É melhor abrir todas as janelas
É melhor
abrir todas
as janelas
André Gustavo Stumpf
De todos os códigos, regulamentos e posturas que o presidente Fernando Henrique assinou no início da semana com objetivo de reduzir a taxa de corrupção no País, um deles, o mais simples, poderá ser o mais efetivo: a criação de dois sites na Internet onde estarão relacionadas as compras de governo e o andamento das obras realizadas pelos Três Poderes. Quanto maior for a liberdade de informação para todos, menor tende a ser o exercício da gatunagem.
A liberdade não é apenas um bem precioso que mantém as democracias vivas em todo o mundo. É uma espetacular ferramenta de trabalho. O livre acesso às contas de governo inibe os ladrões habituais e torna difícil que se forme uma nova geração de gatunos. Neste sentido, mais liberdade de informação para todos os cidadãos aponta na direção da queda da taxa de furto dos cofres públicos.
Os norte-americanos descobriram este caminho. Produziram um conjunto de leis, que eles chamam de sunshine laws porque iluminam ambientes escuros. A lei principal se chama Freedom of Information Act (Foia), que em português seria algo como lei da liberdade de informação. E funciona em todos os níveis, desde o condado até o governo da União.
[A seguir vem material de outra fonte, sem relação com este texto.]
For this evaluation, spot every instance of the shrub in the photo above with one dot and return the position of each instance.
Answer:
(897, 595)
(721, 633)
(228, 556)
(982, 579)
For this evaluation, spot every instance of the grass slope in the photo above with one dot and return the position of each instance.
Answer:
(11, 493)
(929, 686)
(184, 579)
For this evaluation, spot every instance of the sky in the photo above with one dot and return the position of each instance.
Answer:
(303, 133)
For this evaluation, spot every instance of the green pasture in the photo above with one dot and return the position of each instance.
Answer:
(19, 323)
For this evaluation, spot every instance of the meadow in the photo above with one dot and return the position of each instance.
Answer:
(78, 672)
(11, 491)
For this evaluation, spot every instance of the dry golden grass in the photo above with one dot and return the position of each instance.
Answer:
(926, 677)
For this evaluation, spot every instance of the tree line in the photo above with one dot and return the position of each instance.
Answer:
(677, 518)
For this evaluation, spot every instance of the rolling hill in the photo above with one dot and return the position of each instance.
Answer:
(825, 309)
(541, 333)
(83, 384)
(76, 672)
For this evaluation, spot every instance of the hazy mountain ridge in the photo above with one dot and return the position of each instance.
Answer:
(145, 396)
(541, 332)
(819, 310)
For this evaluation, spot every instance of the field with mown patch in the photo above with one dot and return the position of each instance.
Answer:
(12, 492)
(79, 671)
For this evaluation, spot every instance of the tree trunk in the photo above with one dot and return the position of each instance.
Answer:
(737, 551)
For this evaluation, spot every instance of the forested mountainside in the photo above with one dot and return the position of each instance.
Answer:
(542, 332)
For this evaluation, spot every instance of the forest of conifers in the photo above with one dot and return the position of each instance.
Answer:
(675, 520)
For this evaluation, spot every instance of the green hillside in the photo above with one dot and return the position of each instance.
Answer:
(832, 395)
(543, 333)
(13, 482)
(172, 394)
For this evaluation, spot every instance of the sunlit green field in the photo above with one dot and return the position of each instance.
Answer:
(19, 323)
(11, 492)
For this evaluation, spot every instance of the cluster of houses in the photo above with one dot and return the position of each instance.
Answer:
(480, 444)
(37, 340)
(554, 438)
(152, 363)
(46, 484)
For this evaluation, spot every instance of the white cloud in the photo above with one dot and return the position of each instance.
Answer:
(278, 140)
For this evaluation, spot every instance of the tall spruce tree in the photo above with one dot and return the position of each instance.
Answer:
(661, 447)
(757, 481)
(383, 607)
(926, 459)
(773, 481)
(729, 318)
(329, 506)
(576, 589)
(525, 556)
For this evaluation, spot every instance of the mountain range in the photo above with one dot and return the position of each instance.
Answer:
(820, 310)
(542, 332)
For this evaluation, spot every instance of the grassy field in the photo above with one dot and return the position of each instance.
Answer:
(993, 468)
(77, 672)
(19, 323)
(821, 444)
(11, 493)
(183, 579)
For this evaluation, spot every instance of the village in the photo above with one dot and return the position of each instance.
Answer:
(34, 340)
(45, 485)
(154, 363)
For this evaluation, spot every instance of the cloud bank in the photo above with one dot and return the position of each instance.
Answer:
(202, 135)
Todos são obrigados a prestar informações, a qualquer tempo, sobre atos, ações e projetos em que estejam sendo utilizados recursos públicos. Vai aqui um exemplo pequeno. O Estado da Flórida decidiu organizar um seminário de alguns dias sobre segurança urbana. Convidou pessoas em todo o País, pagou passagens e hospedagem. Determinado cidadão quis saber quem compareceu e quais foram os resultados do encontro. Descobriu que policiais e delegados do Estado de Nova York viajaram até a Flórida, mas ao invés de comparecer ao encontro, dedicaram-se ao prazer da pescaria. Todos foram demitidos e obrigados a ressarcir o Estado.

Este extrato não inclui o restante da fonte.